The Lovers, Two Lovers or Love Scene is an oil painting by Giulio Romano, painted in 1524–1525 on panel and later transferred to canvas by A Mitrokin in 1834. Since it was poorly stored and kept off public display because of its subject matter until 1920, it has significant damage, including three large breaks in the canvas sealed with coarse plasters on the reverse and other damage to the paint and varnish layer both before and after the transfer It is now in the Hermitage Museum.

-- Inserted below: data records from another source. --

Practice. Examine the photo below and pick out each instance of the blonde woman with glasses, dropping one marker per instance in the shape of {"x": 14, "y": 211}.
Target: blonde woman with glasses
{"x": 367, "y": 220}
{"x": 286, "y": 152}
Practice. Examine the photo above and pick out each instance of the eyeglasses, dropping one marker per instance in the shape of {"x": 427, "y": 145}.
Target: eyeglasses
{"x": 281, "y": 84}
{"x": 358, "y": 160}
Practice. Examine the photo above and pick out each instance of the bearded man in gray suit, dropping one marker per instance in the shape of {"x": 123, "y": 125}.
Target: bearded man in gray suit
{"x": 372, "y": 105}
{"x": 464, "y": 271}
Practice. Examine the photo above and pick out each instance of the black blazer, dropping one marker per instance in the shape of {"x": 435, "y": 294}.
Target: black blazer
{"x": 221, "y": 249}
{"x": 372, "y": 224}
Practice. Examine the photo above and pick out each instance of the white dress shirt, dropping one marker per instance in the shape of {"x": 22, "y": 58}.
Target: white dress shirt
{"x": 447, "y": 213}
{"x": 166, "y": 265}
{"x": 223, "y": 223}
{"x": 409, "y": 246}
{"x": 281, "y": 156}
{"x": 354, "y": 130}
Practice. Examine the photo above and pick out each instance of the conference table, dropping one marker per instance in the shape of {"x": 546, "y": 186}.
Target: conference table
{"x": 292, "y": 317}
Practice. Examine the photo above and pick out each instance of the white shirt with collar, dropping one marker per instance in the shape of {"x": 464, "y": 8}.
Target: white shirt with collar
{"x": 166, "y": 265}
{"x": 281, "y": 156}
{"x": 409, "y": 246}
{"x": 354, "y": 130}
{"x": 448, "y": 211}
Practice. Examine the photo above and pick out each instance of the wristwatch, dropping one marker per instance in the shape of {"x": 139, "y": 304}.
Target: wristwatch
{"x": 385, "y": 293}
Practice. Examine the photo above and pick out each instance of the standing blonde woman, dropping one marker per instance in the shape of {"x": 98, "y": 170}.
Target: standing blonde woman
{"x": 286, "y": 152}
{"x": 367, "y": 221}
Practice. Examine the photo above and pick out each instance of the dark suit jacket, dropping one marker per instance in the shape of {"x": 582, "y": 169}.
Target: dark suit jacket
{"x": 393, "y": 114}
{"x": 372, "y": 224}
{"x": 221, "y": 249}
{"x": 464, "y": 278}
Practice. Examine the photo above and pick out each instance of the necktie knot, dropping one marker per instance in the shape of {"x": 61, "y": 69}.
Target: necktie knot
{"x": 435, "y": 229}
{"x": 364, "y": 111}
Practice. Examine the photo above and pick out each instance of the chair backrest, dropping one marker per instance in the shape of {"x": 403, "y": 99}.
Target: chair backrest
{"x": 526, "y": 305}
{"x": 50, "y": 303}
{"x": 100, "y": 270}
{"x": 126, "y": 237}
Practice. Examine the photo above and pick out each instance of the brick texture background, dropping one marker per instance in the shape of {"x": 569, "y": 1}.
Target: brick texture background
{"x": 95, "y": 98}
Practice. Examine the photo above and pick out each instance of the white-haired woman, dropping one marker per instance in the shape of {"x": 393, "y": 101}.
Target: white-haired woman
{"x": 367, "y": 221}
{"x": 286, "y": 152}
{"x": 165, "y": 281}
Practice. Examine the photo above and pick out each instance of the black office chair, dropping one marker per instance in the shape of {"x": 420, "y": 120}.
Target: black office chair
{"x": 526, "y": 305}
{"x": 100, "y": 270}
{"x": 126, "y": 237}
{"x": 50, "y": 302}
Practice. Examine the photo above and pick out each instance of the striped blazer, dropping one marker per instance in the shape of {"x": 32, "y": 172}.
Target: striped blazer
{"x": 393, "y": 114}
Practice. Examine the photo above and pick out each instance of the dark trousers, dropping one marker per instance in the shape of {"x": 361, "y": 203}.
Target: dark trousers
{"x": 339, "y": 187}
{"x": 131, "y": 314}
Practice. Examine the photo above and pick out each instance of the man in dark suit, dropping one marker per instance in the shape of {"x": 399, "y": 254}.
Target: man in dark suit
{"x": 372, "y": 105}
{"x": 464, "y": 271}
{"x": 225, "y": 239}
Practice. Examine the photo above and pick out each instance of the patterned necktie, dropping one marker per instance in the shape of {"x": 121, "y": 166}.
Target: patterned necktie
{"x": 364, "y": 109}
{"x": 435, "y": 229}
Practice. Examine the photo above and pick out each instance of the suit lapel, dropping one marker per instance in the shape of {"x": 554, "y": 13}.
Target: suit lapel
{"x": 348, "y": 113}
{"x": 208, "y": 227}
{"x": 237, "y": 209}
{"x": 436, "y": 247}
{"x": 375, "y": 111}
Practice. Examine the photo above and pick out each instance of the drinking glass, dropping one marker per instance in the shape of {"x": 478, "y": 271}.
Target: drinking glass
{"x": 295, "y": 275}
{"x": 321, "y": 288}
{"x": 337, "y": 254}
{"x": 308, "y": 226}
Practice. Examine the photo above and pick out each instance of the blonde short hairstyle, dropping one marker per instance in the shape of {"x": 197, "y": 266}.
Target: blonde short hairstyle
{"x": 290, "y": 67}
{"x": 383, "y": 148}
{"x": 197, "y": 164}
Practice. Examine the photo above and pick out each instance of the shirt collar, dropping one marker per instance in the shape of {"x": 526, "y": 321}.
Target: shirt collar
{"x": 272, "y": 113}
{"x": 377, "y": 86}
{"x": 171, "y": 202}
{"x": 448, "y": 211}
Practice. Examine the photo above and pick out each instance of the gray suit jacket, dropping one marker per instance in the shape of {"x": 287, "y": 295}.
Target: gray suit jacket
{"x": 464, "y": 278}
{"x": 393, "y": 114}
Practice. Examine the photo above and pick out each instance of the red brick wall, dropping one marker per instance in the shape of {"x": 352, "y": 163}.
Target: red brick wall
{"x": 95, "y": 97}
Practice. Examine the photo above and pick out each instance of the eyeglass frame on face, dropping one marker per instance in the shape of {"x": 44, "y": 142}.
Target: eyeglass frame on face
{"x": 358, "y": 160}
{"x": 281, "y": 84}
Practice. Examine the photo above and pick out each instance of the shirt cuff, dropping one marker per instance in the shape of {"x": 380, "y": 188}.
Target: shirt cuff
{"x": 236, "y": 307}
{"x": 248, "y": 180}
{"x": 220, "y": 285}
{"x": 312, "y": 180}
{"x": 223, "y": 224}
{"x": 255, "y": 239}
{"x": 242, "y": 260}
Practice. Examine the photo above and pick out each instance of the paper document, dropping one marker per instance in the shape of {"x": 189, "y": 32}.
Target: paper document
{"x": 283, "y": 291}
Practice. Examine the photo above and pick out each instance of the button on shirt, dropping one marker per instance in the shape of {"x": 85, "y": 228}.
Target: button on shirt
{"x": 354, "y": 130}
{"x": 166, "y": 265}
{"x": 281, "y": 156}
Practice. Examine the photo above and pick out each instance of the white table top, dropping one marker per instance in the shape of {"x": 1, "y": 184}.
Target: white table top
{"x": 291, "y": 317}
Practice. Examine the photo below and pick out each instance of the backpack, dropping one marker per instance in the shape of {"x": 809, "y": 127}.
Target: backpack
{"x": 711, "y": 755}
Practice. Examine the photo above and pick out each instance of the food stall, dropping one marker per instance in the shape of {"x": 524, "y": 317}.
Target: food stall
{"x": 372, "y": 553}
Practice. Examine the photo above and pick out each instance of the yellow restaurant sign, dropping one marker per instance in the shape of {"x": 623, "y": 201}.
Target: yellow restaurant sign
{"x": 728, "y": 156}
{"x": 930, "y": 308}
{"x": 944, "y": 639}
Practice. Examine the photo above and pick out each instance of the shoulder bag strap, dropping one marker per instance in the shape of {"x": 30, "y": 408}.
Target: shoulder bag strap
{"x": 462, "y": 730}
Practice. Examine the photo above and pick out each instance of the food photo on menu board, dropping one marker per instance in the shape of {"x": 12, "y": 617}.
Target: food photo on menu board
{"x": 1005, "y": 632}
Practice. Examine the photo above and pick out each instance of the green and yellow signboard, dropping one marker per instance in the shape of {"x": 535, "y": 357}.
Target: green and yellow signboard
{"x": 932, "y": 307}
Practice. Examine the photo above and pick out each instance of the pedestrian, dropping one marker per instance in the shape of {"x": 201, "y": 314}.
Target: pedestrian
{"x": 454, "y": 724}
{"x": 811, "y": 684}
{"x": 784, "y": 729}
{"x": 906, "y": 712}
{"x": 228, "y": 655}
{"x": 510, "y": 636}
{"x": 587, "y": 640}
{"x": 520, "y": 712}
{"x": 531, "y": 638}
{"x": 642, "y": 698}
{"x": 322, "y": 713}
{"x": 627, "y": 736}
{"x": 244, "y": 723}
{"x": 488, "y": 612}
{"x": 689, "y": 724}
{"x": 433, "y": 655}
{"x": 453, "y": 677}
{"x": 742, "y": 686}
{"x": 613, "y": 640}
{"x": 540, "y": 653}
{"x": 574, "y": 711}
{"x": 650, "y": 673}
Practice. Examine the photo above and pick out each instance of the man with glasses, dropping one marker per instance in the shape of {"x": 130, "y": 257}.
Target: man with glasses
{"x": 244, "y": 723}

Its title is tentative and it has also been known by several others:
- 1773 Hermitage catalogue - "Gallant Scene"
- EK Lipgart - "Scene from Boccaccio"
- during a restoration between 1800 and 1850 - "Mars and Venus"
- 1958 Hermitage catalogue - "Alexander and Roxane"
- Neverov - "Zeus and Alcimene"
- Hart - "Maid Warning an Unfaithful Wife of her Husband's Return"
- Thornton - "Courtesan Receiving a Client"

The work was produced in 1524–1525 at an unknown location, since the artist left Rome in 1524 and arrived in Mantua the following year, where he was mainly occupied with major commissions. It may have been commissioned by Federico Gonzaga and seems to have been painted just before the artist left Rome for Mantua. It shows a naked man and woman embracing on a bed decorated with two small erotic bas-reliefs of satyrs having sex with a goat and a woman respectively. Under the bed is a cat which also appears in his Madonna and Child with Cat (Capodimonte Museum), produced in 1522–1523 in Rome. An elderly female servant watches from a doorway to the right.

A painting on this subject by Romano is mentioned by Vasari as being owned by Vespasiano I Gonzaga. On publishing Vasari's evidence in 1880, Milanese identified this with a version then in the Berlin Museum with the figures in the middle-ground rather than the foreground, since he was then unable to see the Hermitage version, still off public display "due to the indecency of its subject". On first being exhibited to the public in 1920 at the First Hermitage Exhibition, the catalogue instead identified the Hermitage work as the original and the Berlin one as a copy. That Berlin version was moved to the Sanssouci Palace in 1930 and recorded in Schloss Reinsberg in 1942, but presumed lost later in the Second World War.

Johann Friedrich Reiffenstein bought the work from Thomas Jenkins in London for Catherine the Great. In a letter to Thomas Pitt dated 8 September 1780, Gavin Hamilton reported that Jenkins had sold Catherine many works but that "the Giulio Romano [i.e. The Lovers] is, I think, the best in the collection".